Baseball* is back*.
It could be more fun than ever.
The beginning of the Twins’ not-really-spring training this week signals an attempt at a return to normalcy. If executed intelligently and graced with luck, baseball could provide an experimental and nontraditional season that could be loads more fun than the usual 162-game slog.
The NFL has proved that the way to the heart of the American sports fan is fewer, more high-impact games. Baseball is about to provide about six high-impact games per week while tinkering with rules changes that could make the game better in the future.
Universal DH? I understand the traditionalist view that pitchers batting creates more strategy and intrigue. I’ve just never agreed with it.
As someone who watched Paul Molitor hit .341 and Jim Thome hit the plaza, I prefer watching hitters who can actually hit.
Currently, the only decent argument for a pitcher batting is that fast outs can make games move more quickly. I’d prefer to achieve that effect with umpires, real or robotic, calling a rule book strike zone.
Expanded rosters? The modern shift toward pitching specialization has robbed the game of position-playing specialization and late-inning strategy. With a 30-man roster and a three-man taxi squad, baseball will begin its season with the ability to carry a third catcher, a pinch hitter and a pinch runner.
Imagine the Twins’ championship teams without Randy Bush on the bench, awaiting a key at-bat. Imagine the 2004 playoffs without Dave Roberts pinch-running and stealing that base in Game 4. Late-inning substitutions should again become an important part of the game.
A 60-game regular season? I know, I know, baseball is supposed to be a marathon, not a sprint. But who would you rather watch — Usain Bolt or ... what’s the name of the world’s best marathoner?
What I love about baseball is that it is there for you almost every day for almost nine months, from the beginning of the spring schedule through the last out of the World Series.
But it’s not like baseball provides nine months of quality. It provides lousy spring training games, and almost every team in baseball history has played like amateurs for a month or two of the schedule. A long season guarantees and excuses lapses. A short schedule will reward excellence and punish slumps.
Twins manager Rocco Baldelli isn’t going to give away a game in the first week of the season to protect an arm or test a reliever. He’s going to manage to win every game from Day 1. That will be refreshing.
A runner on second base in extra innings? Back when baseball games might finish in 2 hours and 10 minutes, extra innings were a gift. Now, with most games lasting three hours or more, extra innings are a curse.
Yes, put a runner on second and let’s make something happen right away.
The three-batter minimum for a pitcher? Long overdue. A pitcher who can’t handle facing three batters shouldn’t be in the big leagues, and fewer mid-inning pitching changes would be welcome.
No spitting, or pitchers licking fingers? Thank you, baseball.
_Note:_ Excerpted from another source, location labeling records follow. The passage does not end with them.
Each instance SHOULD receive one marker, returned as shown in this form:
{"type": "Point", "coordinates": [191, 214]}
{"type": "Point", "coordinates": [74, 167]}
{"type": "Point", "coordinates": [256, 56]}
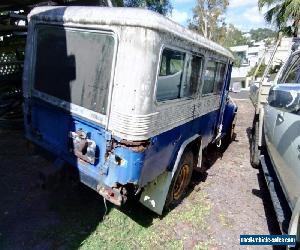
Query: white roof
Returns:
{"type": "Point", "coordinates": [240, 48]}
{"type": "Point", "coordinates": [136, 17]}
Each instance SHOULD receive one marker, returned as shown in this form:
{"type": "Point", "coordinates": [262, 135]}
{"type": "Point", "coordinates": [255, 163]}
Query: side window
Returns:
{"type": "Point", "coordinates": [193, 73]}
{"type": "Point", "coordinates": [170, 75]}
{"type": "Point", "coordinates": [214, 78]}
{"type": "Point", "coordinates": [209, 78]}
{"type": "Point", "coordinates": [292, 74]}
{"type": "Point", "coordinates": [220, 77]}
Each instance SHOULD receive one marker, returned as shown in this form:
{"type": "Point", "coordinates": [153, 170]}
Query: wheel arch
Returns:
{"type": "Point", "coordinates": [155, 193]}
Spitting is disgusting and ballplayers spitting long ago became parodies of themselves.
Games without fans? Everyone will miss the buzz of the crowd, but we will not miss everyone in the crowd.
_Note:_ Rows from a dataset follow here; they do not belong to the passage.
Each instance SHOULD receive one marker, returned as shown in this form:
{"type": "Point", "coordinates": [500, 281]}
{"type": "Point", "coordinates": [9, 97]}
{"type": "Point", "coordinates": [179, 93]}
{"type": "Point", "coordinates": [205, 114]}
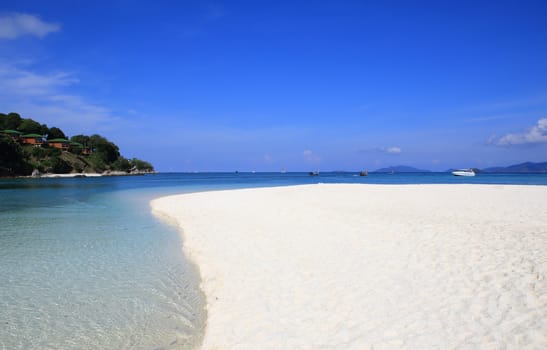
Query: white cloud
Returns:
{"type": "Point", "coordinates": [393, 150]}
{"type": "Point", "coordinates": [534, 135]}
{"type": "Point", "coordinates": [16, 25]}
{"type": "Point", "coordinates": [310, 157]}
{"type": "Point", "coordinates": [42, 96]}
{"type": "Point", "coordinates": [388, 150]}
The guy who thinks he’s being clever by yelling at the umps? The people behind home plate taking selfies or talking on the phone? At the end of a summer during which tens of thousands of Americans are dying, maybe a quiet, businesslike ballpark is appropriate.
Older coaches being excused from play? The Twins have told two of their veteran coaches, Bob McClure and Bill Evers, to stay away from the ballpark to protect their health. I hope other teams follow suit, including the Astros. Houston hired Dusty Baker, 71, to manage its scandal-ridden team. The cheatingest team in ball should not be allowed to endanger the health of one of baseball’s great people.
This will be a season unlike any other. That just might be a good thing.